The staircase itself is fundamental to the whole building and is the most intersectional space within the entire structure that leads up to the rooftop terrace bar. On each half level there is a small nook, either for respite or as a place to socialise.
“You get all of the elements around you: the wind, the smells, the birds, the beeping of the horns of the tuk-tuks going by – everything is in that staircase. When you arrive at the building and you look all the way up three storeys, you see all the guests and staff just circulating around – so it is very social and it is again about creating that dynamism,” Ashmore says. “It animates the building, so that when everyone is asleep is it very still, but the moment everyone is awake it becomes dynamic and the silhouettes of the people from the day to the evening make it a building you want to go in and explore.”
Collaboration with local craftsmen and contractors was also vital to the realisation of the building – which was delayed by almost two years due to the pandemic, which brought additional challenges to the project due to the six-month lockdown in Sri Lanka as well as an import ban, making materials scarce and difficult to come by. Anarchitect decided to explore traditional techniques and materials, which were comfortable for the makers to understand while still pushing the boundaries of their application. “It was a simple material palette and nearly everything was locally sourced,” Ashmore says. “We really didn’t want to bring large imports [in], and everything was sourced from a close proximity, and [only] as far as the capital, Colombo.”

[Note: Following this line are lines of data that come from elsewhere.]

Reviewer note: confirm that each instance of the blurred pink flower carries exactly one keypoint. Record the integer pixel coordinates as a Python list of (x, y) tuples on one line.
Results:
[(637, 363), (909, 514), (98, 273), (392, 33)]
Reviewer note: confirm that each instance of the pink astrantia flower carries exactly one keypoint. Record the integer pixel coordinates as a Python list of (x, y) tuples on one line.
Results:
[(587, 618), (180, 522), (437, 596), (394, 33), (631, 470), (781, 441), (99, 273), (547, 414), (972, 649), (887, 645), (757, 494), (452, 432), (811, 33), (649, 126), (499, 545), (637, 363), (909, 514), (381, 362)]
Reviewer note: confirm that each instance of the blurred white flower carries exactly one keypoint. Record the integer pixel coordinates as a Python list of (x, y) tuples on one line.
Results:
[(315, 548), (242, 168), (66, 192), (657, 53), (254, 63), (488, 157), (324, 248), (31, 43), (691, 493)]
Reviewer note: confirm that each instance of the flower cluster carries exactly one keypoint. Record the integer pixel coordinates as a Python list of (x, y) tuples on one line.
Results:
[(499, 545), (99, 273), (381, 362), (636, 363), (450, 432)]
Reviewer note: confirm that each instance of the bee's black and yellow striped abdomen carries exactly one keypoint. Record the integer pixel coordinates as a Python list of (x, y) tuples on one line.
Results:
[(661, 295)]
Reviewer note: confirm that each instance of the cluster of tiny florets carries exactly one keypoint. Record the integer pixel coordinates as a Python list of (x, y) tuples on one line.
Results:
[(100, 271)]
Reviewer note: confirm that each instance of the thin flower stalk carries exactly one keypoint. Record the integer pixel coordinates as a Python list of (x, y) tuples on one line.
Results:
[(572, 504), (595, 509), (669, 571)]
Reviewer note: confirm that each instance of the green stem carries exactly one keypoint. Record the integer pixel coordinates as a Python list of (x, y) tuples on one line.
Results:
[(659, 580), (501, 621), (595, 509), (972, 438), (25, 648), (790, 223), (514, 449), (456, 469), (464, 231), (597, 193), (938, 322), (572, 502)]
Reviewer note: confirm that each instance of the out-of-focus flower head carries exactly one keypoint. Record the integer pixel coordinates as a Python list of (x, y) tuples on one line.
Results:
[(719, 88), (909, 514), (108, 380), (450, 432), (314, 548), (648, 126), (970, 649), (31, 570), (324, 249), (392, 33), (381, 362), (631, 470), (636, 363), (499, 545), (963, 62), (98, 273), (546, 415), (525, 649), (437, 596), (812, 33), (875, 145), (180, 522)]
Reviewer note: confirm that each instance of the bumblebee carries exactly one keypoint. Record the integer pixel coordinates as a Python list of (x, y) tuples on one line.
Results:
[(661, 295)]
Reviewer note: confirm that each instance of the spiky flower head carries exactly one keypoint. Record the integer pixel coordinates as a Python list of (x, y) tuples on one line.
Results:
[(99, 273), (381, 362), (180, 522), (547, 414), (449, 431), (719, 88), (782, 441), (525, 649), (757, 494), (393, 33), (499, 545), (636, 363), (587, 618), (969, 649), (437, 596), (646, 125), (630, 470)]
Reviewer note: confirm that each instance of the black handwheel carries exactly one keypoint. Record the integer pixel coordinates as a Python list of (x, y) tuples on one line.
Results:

“We didn’t want to layer too many elements into this building to make it busy visually, or to make it complicated to build,” he continues. “We had to make the building practical to be built with local knowledge and new challenges – but still within the parameters of what is possible. We had to remain responsible to Paul. Which meant these craftsmen were comfortable using the material but the slightly different approach or scale or surface took them out of their comfort zone; although once they were in that zone, they were back in comfort because they know their materials.”
Materials were chosen for their longevity – such as concrete, aluminium, and a robust satin polished plaster known as ‘titanium concrete’ for a high-polish finish for the walls and floors – while local craftsmen produced the hotel’s custom timber joinery and furniture.
“We didn’t want to stylise,” Ashmore explains. “What we wanted to do was try to create a building that had this more modernist approach, which was about framing and engaging more with the nature and the climate. When I stayed there, it was the first time I ever felt calm in my own building. Because usually architects don’t,” Ashmore laughs. “I felt that the building was settled, and it felt pure – it didn’t shout at you, and it didn’t try to impress you – it just felt of [its] place.”